Também não há muito tempo, na televisão, vi uma entrevista relacionada com a guerra colonial, em que um simples soldado dizia que tinha ido para a Guiné a pensar na «cena» colonial... Mas que tinha ficado esclarecido logo no primeiro dia: ao contrário do que ouvira em relação a Angola e Moçambique, só via «pretos»; brancos, só os soldados e alguns comerciantes libaneses.
Além disso, no caso especial da Guiné-Bissau, o êxito militar da sua luta contribui para a própria libertação do povo português (embora já saiba que o caro retornado vai lembrar o desperdício gratuito que depois ocorreu). Houve portanto, mais que uma relação colonizado / colonizador, uma troca simbólica que permanece na memória colectiva, um respeito maior entre povos.

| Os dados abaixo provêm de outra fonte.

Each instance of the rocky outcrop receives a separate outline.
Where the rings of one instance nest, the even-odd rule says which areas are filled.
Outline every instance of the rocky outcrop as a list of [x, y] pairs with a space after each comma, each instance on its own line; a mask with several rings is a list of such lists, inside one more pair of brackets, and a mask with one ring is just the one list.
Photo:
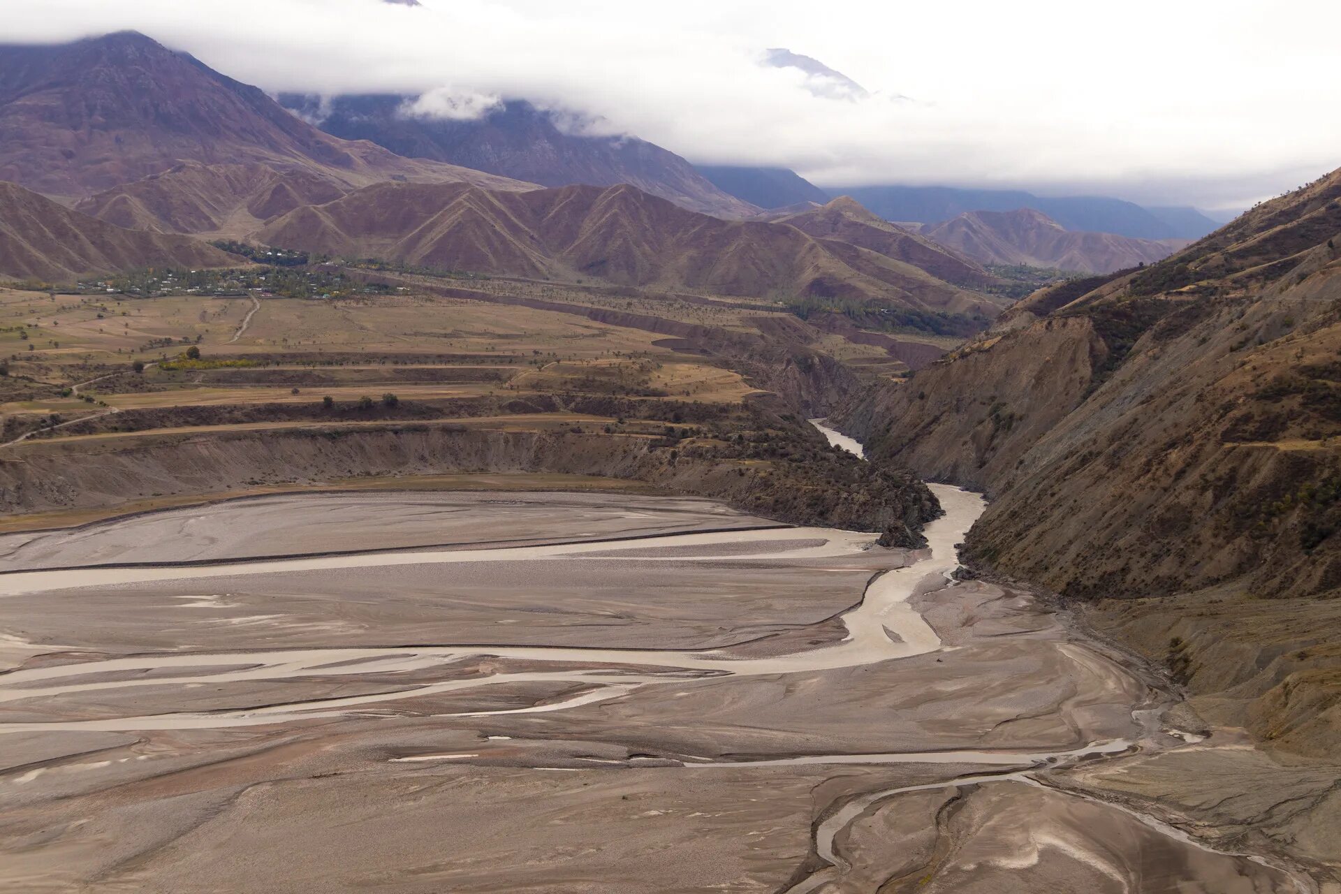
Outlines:
[[[1084, 285], [1090, 290], [1077, 295]], [[1062, 285], [839, 416], [992, 497], [980, 570], [1092, 606], [1216, 722], [1341, 728], [1341, 172], [1143, 271]]]

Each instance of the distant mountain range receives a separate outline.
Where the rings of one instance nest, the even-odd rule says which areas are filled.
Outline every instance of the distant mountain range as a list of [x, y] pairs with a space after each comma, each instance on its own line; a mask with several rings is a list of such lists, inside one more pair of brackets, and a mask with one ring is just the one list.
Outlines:
[[131, 229], [241, 239], [300, 205], [329, 202], [346, 192], [307, 170], [182, 162], [90, 196], [75, 209]]
[[1121, 198], [1067, 196], [1047, 198], [1021, 190], [951, 186], [852, 186], [843, 192], [885, 220], [936, 224], [971, 210], [1041, 210], [1066, 229], [1132, 239], [1200, 239], [1216, 224], [1193, 208], [1159, 213]]
[[1153, 264], [1188, 244], [1188, 240], [1180, 239], [1130, 239], [1069, 231], [1033, 208], [964, 212], [944, 222], [924, 225], [921, 232], [932, 241], [983, 264], [1057, 267], [1082, 273], [1110, 273]]
[[0, 276], [68, 280], [130, 267], [237, 267], [245, 260], [188, 236], [131, 231], [0, 182]]
[[759, 216], [789, 224], [815, 239], [837, 239], [885, 257], [912, 264], [937, 279], [967, 288], [996, 281], [991, 273], [963, 255], [872, 214], [857, 200], [841, 196], [823, 205], [802, 205]]
[[480, 273], [693, 288], [759, 298], [885, 300], [995, 316], [986, 295], [795, 227], [725, 221], [629, 185], [526, 193], [378, 184], [304, 205], [255, 237], [270, 245]]
[[0, 180], [82, 197], [182, 161], [264, 164], [346, 188], [388, 178], [528, 189], [307, 125], [256, 87], [135, 32], [0, 44]]
[[803, 202], [823, 205], [833, 198], [787, 168], [695, 165], [695, 170], [721, 192], [764, 209], [790, 208]]
[[408, 158], [429, 158], [543, 186], [633, 184], [689, 210], [744, 217], [755, 208], [728, 194], [680, 155], [637, 137], [566, 133], [559, 118], [507, 102], [480, 118], [417, 114], [416, 97], [334, 98], [280, 94], [279, 101], [329, 134], [366, 139]]

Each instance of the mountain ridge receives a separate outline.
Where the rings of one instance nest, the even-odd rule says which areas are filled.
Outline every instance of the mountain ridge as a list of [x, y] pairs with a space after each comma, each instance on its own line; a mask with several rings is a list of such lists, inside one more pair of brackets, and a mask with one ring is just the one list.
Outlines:
[[245, 259], [188, 236], [149, 233], [71, 210], [0, 181], [0, 275], [70, 280], [137, 267], [237, 267]]
[[280, 103], [345, 139], [366, 139], [409, 158], [428, 158], [542, 186], [632, 184], [689, 210], [744, 217], [759, 209], [717, 189], [680, 155], [637, 137], [565, 133], [554, 117], [511, 101], [475, 119], [410, 114], [400, 94], [333, 98], [280, 94]]
[[724, 221], [618, 185], [528, 193], [380, 184], [259, 231], [283, 248], [492, 275], [597, 277], [724, 295], [889, 299], [990, 319], [1000, 304], [911, 264], [790, 225]]
[[1108, 273], [1153, 264], [1183, 248], [1184, 240], [1148, 240], [1063, 229], [1041, 210], [974, 210], [921, 228], [932, 241], [980, 264], [1055, 267]]
[[534, 185], [325, 134], [261, 90], [134, 31], [0, 44], [0, 180], [83, 197], [182, 161], [266, 164], [346, 186], [445, 180]]

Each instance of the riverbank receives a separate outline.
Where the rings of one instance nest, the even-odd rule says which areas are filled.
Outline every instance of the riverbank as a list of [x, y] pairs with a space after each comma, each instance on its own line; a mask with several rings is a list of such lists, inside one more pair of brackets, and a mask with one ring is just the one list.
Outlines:
[[[951, 583], [982, 501], [935, 489], [916, 554], [561, 493], [274, 496], [19, 544], [5, 881], [1297, 890], [1090, 781], [1188, 753], [1168, 698], [1027, 595]], [[256, 558], [361, 531], [408, 548]]]

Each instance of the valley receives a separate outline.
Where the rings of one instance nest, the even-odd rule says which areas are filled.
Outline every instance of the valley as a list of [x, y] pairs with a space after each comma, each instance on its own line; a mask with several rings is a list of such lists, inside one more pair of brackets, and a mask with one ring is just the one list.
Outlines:
[[[1234, 760], [1232, 735], [1175, 726], [1157, 678], [1026, 592], [949, 580], [982, 501], [936, 496], [919, 552], [558, 493], [275, 496], [4, 536], [4, 654], [43, 659], [0, 678], [20, 761], [0, 828], [56, 830], [0, 844], [7, 882], [1000, 890], [992, 854], [1023, 847], [1015, 890], [1313, 890], [1149, 812], [1137, 780]], [[394, 830], [359, 807], [385, 799]], [[331, 810], [319, 838], [286, 819]], [[1002, 822], [1021, 811], [1023, 839]], [[370, 836], [396, 867], [325, 859]]]
[[1242, 23], [1104, 106], [1015, 11], [52, 1], [0, 887], [1341, 894], [1341, 170]]

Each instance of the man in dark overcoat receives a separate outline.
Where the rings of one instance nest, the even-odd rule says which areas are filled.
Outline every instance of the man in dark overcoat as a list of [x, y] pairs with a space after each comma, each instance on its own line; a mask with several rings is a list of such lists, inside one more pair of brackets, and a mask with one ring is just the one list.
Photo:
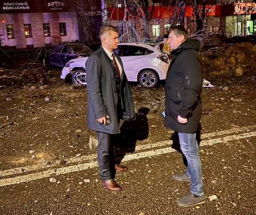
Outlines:
[[180, 25], [170, 29], [167, 43], [172, 58], [165, 82], [164, 124], [178, 132], [181, 149], [187, 162], [186, 172], [172, 176], [178, 181], [190, 182], [190, 192], [177, 203], [190, 206], [205, 202], [196, 138], [202, 109], [203, 67], [197, 52], [200, 43], [188, 38], [186, 30]]
[[118, 31], [111, 26], [101, 27], [100, 48], [86, 63], [88, 104], [87, 125], [97, 132], [97, 160], [100, 182], [109, 190], [121, 187], [112, 178], [113, 171], [124, 171], [127, 166], [115, 163], [111, 149], [112, 135], [120, 133], [120, 119], [135, 119], [132, 95], [123, 64], [114, 50], [117, 48]]

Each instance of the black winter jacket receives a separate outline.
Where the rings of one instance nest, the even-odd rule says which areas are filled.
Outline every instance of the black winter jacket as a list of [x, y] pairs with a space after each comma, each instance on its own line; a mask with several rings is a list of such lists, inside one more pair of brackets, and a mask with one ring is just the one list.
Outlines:
[[[132, 93], [121, 59], [118, 55], [115, 56], [123, 71], [120, 84], [122, 119], [124, 120], [134, 120], [136, 117]], [[88, 91], [87, 126], [92, 130], [111, 134], [120, 132], [117, 110], [118, 96], [114, 66], [113, 61], [101, 46], [91, 55], [85, 67]], [[106, 115], [111, 121], [108, 126], [101, 124], [96, 120]]]
[[[201, 117], [203, 66], [197, 52], [200, 48], [198, 40], [188, 39], [171, 52], [165, 82], [164, 125], [180, 133], [195, 133]], [[187, 118], [187, 122], [179, 123], [179, 115]]]

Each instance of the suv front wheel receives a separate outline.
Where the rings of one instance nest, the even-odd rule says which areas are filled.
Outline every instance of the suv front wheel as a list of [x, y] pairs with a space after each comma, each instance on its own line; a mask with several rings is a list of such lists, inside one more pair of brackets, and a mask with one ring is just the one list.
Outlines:
[[86, 73], [82, 69], [77, 69], [74, 71], [71, 77], [72, 81], [77, 85], [85, 85], [87, 84]]
[[139, 76], [139, 82], [143, 87], [152, 88], [155, 87], [158, 81], [156, 73], [151, 70], [145, 70]]

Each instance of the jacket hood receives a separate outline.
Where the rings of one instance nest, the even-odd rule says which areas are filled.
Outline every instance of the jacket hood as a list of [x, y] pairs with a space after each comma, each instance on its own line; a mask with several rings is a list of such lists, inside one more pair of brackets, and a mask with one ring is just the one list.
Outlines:
[[200, 49], [199, 41], [196, 39], [187, 39], [177, 49], [174, 50], [171, 53], [178, 54], [186, 49], [193, 49], [196, 51], [199, 51]]

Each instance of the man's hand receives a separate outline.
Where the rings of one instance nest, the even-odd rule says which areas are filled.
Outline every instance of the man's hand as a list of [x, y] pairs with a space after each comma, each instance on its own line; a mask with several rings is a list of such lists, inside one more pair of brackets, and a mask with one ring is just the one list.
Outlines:
[[102, 124], [103, 123], [104, 125], [105, 125], [106, 124], [106, 121], [107, 120], [106, 118], [109, 118], [109, 117], [107, 115], [106, 115], [106, 116], [104, 116], [101, 118], [99, 118], [99, 119], [96, 119], [96, 120], [98, 122]]
[[178, 116], [178, 121], [180, 123], [182, 123], [182, 124], [185, 124], [187, 122], [187, 119], [184, 119], [182, 118], [180, 115]]

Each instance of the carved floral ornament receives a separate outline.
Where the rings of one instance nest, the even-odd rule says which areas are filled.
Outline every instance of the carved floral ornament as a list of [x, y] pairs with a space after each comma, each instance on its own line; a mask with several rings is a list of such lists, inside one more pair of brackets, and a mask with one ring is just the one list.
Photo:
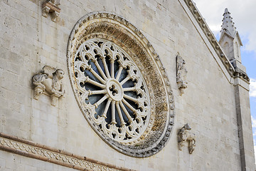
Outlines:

É decerto uma relação mais positiva que a do «ressentimento», que muitos querem impor, com esse género de discursos. Os contactos entre os povos, com todos os erros que inevitavelmente implicaram, não podem ser condenados a priori, só porque é «politicamente correcto»: há que conhecer a história e distinguir-lhe os contornos.
E acabo, neste contexto, com um «rebuçado» para si, caro retornado assíduo a este blog, lembrando um inimigo (e portanto insuspeito) de princípios do século XVII, Pieter Van Dam, um funcionário da Companhia das Índias (holandesas), que, questionado pelos directores sobre as razões dos poucos progressos obtidos numa expedição diplomática para o estabelecimento de novas feitorias, respondeu que, incompreensivelmente e mal grado o seu comportamento vaidoso e arrogante, as extorsões fiscais que praticavam, entre outros traços pouco recomendáveis de carácter, os portugueses eram preferidos pelos indígenas, em relação a outros europeus.
Aproveito para propor à CPLP a adopção do Padre António Vieira como patrono da organização. Nas palavras de Miguel Torga:
Mestre de Fernando Pessoa
No V Império que sonhou, sonhava
o homem lusitano à medida do mundo.
E foi ele o primeiro, original
no ser universal.
Boa Noite
Meus caros senhores, penso que cada um defende o seu pão de cada dia. Tanto o didinho, o emplastro, o doka, o aly todo mundo defende o que lhe agrada e por mim é normal. Mais há certos textos de vocês que me chocam porque os senhores escrevem as vossas ideias e posições como sendo o verdadeiro e correcto. O que os senhores escrevem têm de dizer claramente que é a vossa opinião.
Na parte que me toca, acho suficientemente claro: semeio frequentemente o texto com «julgo que»; «na minha opinião», etc. Nunca me apresentei como jornalista ou pretendi ser imparcial. Mas o caso dos blogues guineenses é um pouco como tudo o resto: com tanta oferta, é preciso espírito crítico para fazer uma síntese e construir a sua opinião.
E, no meu caso pessoal, não estou dependente de quaisquer eventuais proventos auferidos com o blogue; pelo contrário, o tempo que gasto com ele, faz-me perder dinheiro e, muitas vezes, estar menos disponível do que gostaria para a minha família.